Was macht Videoüberwachung mit einer Gesellschaft?
Da muss ich selbstkritisch sein: Wir geben als Wissenschaft leider zu wenige Antworten auf diese Frage.
Und warum gibt es nicht mehr Forschung?
Weil diese Frage etwas sehr Technik-deterministisches hat. Als ob man einfach Technik in eine Gesellschaft gibt und – zack! – passiert etwas. Das ist Quatsch. Videoüberwachung gibt es, weil es bestimmte gesellschaftliche Probleme und Entwicklungen und Bedürfnisse gibt, und in diesem Kontext muss man das auch betrachten.
Bei Videoüberwachung geht es letztlich um eine Abwägung von Grundrechten. Das Recht, sich unbeobachtet in der Öffentlichkeit zu bewegen, und das Recht auf körperliche Unversehrtheit zum Beispiel. Wie soll jemand diese Abwägung treffen, ohne zu wissen, wie Videoüberwachung wirkt?
Ich finde es falsch, das als Abwägung zu sehen. Das stellt Freiheit gegen Sicherheit, und das sind zwei verschiedene Dinge, die natürlich Berührungspunkte haben, die man aber nicht gegeneinander aufrechnen kann.
Aber bei Videoüberwachung ist doch genau das der Fall.
Ja. Aber nur weil eine technische Lösung für nicht technische Probleme präsentiert wird. Und dazu kommt: Die Überwachung bleibt erhalten, auch wenn der Terror eines Tages weg ist. Niemand baut Kameras ab, weil irgendwo lange nichts mehr passiert ist. Im Gegenteil: Beim nächsten Mal kommen dann die Kameras mit automatischer Gesichtserkennung. Und danach die nächste technische Entwicklung.

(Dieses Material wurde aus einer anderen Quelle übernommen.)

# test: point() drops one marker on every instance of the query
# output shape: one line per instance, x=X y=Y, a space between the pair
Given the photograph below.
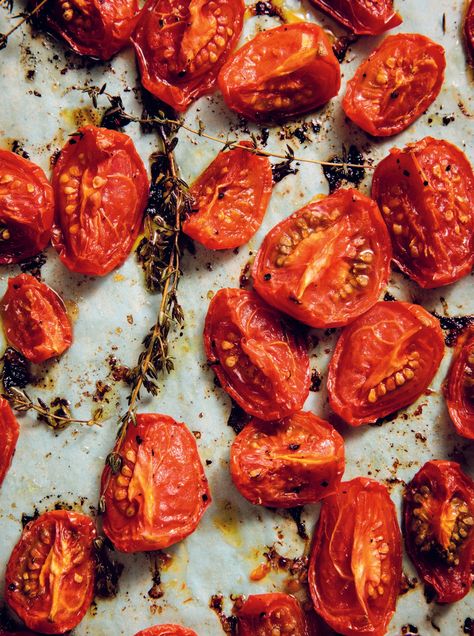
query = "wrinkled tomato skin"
x=26 y=208
x=293 y=462
x=61 y=542
x=459 y=388
x=395 y=85
x=263 y=614
x=101 y=189
x=383 y=361
x=230 y=199
x=282 y=72
x=258 y=361
x=159 y=463
x=426 y=194
x=182 y=45
x=327 y=263
x=445 y=481
x=34 y=319
x=9 y=432
x=356 y=548
x=362 y=17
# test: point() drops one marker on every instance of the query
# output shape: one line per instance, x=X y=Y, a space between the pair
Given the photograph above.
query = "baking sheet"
x=40 y=108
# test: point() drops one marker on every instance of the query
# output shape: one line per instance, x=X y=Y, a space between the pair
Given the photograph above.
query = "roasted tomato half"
x=356 y=560
x=439 y=528
x=26 y=208
x=270 y=614
x=34 y=319
x=230 y=199
x=261 y=364
x=49 y=581
x=9 y=432
x=293 y=462
x=384 y=361
x=97 y=28
x=396 y=84
x=101 y=188
x=281 y=73
x=426 y=194
x=181 y=46
x=362 y=17
x=160 y=492
x=327 y=263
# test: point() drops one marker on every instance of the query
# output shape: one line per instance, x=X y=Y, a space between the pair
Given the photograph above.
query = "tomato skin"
x=419 y=189
x=257 y=360
x=385 y=95
x=26 y=208
x=101 y=188
x=262 y=614
x=35 y=319
x=308 y=279
x=459 y=387
x=228 y=216
x=293 y=462
x=160 y=460
x=58 y=600
x=9 y=432
x=176 y=42
x=357 y=542
x=281 y=73
x=394 y=344
x=443 y=482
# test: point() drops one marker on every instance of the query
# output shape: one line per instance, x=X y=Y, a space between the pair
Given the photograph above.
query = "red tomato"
x=438 y=527
x=230 y=199
x=26 y=208
x=9 y=431
x=426 y=193
x=328 y=262
x=258 y=361
x=281 y=73
x=101 y=188
x=270 y=614
x=181 y=46
x=362 y=17
x=160 y=493
x=49 y=581
x=293 y=462
x=384 y=361
x=355 y=568
x=396 y=84
x=459 y=389
x=35 y=319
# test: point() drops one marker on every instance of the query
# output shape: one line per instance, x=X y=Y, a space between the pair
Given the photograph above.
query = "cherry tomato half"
x=9 y=432
x=362 y=17
x=26 y=208
x=270 y=614
x=327 y=263
x=230 y=199
x=426 y=194
x=101 y=188
x=459 y=388
x=384 y=361
x=160 y=493
x=258 y=361
x=281 y=73
x=355 y=568
x=49 y=580
x=35 y=319
x=181 y=46
x=439 y=528
x=293 y=462
x=396 y=84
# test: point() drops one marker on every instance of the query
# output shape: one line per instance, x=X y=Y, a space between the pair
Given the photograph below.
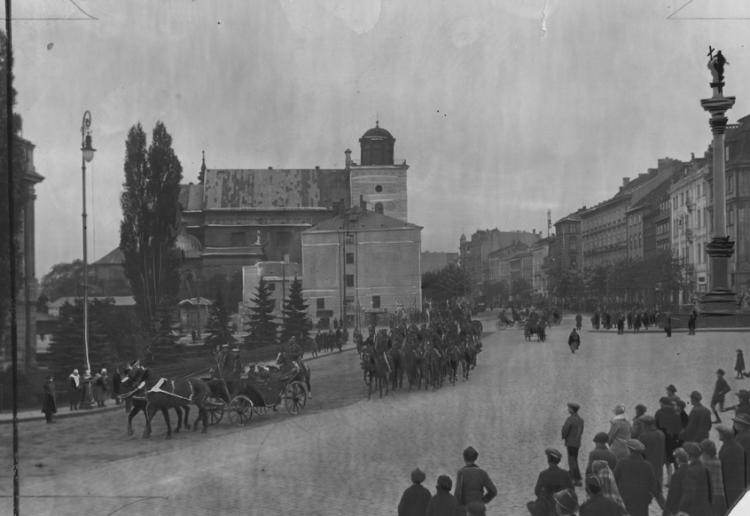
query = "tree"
x=262 y=328
x=9 y=227
x=295 y=321
x=150 y=222
x=218 y=324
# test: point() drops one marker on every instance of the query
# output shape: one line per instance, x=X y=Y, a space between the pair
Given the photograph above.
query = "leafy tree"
x=295 y=321
x=218 y=324
x=10 y=124
x=150 y=222
x=262 y=328
x=449 y=282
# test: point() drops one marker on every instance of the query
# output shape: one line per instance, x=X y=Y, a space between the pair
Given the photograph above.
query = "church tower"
x=377 y=180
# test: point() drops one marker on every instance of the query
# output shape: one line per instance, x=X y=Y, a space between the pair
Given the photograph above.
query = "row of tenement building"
x=667 y=208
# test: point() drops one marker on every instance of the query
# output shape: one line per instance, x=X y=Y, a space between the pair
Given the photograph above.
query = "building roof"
x=361 y=220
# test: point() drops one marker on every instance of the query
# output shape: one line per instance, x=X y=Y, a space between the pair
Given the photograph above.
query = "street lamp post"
x=87 y=154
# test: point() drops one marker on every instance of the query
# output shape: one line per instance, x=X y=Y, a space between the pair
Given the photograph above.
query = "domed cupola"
x=377 y=146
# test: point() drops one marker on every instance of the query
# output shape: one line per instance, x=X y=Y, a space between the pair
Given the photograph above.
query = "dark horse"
x=135 y=402
x=164 y=394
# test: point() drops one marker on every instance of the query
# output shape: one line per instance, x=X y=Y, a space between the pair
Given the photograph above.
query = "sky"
x=503 y=109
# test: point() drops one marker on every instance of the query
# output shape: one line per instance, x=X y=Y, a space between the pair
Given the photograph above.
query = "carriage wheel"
x=295 y=397
x=241 y=410
x=215 y=414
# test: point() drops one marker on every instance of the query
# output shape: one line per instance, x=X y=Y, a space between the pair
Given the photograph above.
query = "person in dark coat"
x=699 y=421
x=572 y=431
x=443 y=503
x=696 y=491
x=473 y=484
x=636 y=481
x=739 y=365
x=550 y=481
x=598 y=505
x=654 y=441
x=720 y=391
x=49 y=401
x=668 y=421
x=676 y=483
x=416 y=497
x=601 y=452
x=574 y=341
x=733 y=460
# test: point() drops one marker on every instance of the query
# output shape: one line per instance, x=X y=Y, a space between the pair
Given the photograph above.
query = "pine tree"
x=150 y=222
x=217 y=325
x=295 y=321
x=262 y=328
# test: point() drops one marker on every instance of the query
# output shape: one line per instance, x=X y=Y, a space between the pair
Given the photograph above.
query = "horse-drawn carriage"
x=257 y=389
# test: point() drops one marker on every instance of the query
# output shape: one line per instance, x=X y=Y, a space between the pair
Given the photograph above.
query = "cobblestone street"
x=348 y=455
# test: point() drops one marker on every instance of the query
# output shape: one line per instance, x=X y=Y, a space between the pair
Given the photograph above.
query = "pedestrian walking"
x=699 y=421
x=473 y=484
x=696 y=492
x=636 y=481
x=572 y=431
x=49 y=401
x=549 y=482
x=654 y=441
x=676 y=483
x=739 y=365
x=733 y=463
x=619 y=433
x=566 y=503
x=606 y=478
x=668 y=421
x=601 y=452
x=416 y=497
x=74 y=389
x=597 y=504
x=443 y=503
x=713 y=466
x=636 y=426
x=574 y=341
x=720 y=391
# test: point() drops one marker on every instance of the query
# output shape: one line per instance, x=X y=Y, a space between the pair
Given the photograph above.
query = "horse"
x=135 y=402
x=165 y=394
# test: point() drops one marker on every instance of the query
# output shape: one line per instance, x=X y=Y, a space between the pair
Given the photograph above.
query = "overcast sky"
x=503 y=108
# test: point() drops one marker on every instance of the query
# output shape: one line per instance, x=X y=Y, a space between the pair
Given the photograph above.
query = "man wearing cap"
x=720 y=391
x=668 y=421
x=473 y=484
x=696 y=487
x=699 y=421
x=597 y=504
x=601 y=452
x=636 y=480
x=571 y=433
x=654 y=441
x=443 y=503
x=416 y=497
x=733 y=463
x=676 y=483
x=550 y=481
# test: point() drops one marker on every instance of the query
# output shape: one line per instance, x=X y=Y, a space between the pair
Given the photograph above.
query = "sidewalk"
x=64 y=412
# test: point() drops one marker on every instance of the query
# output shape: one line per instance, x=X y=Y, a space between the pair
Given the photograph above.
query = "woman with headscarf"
x=600 y=469
x=619 y=433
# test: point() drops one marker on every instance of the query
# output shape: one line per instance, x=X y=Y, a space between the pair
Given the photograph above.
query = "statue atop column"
x=716 y=66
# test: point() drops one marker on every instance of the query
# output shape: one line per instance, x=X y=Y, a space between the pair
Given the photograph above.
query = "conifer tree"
x=262 y=329
x=295 y=321
x=218 y=322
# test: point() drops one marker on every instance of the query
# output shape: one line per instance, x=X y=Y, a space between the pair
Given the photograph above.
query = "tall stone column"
x=720 y=299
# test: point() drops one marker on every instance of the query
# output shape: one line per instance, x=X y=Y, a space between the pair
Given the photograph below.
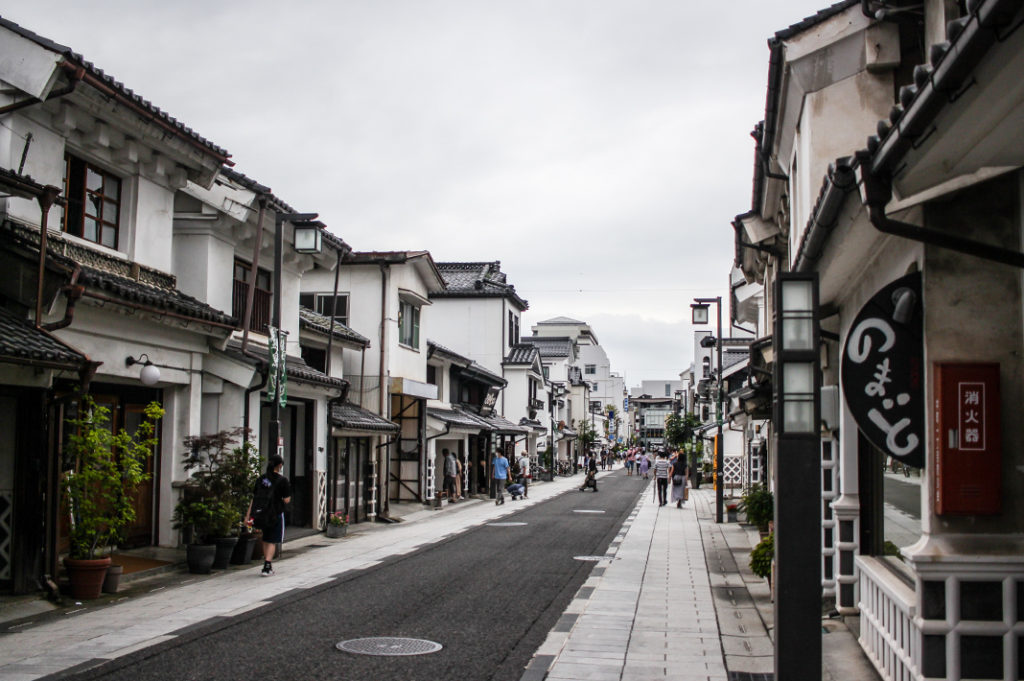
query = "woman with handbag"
x=679 y=474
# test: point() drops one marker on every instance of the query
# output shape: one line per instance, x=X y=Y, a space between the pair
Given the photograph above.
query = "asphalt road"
x=488 y=596
x=903 y=494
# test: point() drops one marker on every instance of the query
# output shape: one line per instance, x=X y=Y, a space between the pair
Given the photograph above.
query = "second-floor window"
x=409 y=325
x=327 y=304
x=93 y=210
x=261 y=299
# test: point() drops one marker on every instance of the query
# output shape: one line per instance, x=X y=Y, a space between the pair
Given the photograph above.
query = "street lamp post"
x=273 y=427
x=699 y=308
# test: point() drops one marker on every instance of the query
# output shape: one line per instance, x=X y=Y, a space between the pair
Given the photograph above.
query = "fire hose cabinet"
x=968 y=439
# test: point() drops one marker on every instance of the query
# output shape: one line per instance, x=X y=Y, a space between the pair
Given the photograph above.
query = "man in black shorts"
x=270 y=494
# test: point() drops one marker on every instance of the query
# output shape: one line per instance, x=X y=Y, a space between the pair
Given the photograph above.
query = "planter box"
x=336 y=531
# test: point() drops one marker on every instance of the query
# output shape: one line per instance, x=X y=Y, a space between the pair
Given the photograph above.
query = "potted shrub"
x=760 y=506
x=215 y=497
x=104 y=468
x=762 y=556
x=337 y=524
x=205 y=518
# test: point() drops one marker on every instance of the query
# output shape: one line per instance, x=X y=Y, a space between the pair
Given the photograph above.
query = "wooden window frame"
x=102 y=201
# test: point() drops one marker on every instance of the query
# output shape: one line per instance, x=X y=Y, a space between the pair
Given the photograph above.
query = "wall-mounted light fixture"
x=308 y=238
x=150 y=374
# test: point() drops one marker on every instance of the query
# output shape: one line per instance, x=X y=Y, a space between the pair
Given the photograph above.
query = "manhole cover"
x=383 y=645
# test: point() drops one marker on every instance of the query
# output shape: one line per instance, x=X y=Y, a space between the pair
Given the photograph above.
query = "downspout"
x=841 y=180
x=380 y=376
x=76 y=77
x=334 y=311
x=46 y=199
x=74 y=291
x=251 y=292
x=384 y=477
x=249 y=391
x=877 y=193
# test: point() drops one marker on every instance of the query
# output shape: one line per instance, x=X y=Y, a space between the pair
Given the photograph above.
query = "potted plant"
x=215 y=497
x=762 y=556
x=205 y=518
x=760 y=506
x=103 y=470
x=337 y=524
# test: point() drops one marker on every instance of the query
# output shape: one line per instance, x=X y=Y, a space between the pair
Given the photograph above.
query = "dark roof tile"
x=20 y=340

Im Fall einer Frau, die in der U-Bahn eine Treppe hinuntergestoßen wurde, hat die Polizei sechs Wochen erfolglos ermittelt und erst mit Veröffentlichung der Bilder einen Verdächtigen gefunden. Müssen wir die Technik angesichts solcher Fälle neu bewerten?
Gut, dass jemand gefasst wurde. Da hat Videoüberwachung etwas gebracht. Aber sonst? Die Frau ist trotzdem die Treppe runtergefallen, muss in Behandlung, alles Mögliche. Was führt jemanden zu einer solchen Tat? Wie können wir es schaffen, diese Art von Gewalt aus der Gesellschaft zu bringen? Mit Videoüberwachung ist die Strategie: Andere Täter werden abgeschreckt, weil man einen aufgrund der Überwachung gefasst hat. Möglicherweise. Ohne Videoüberwachung ist die Strategie: Man fasst den Täter direkt.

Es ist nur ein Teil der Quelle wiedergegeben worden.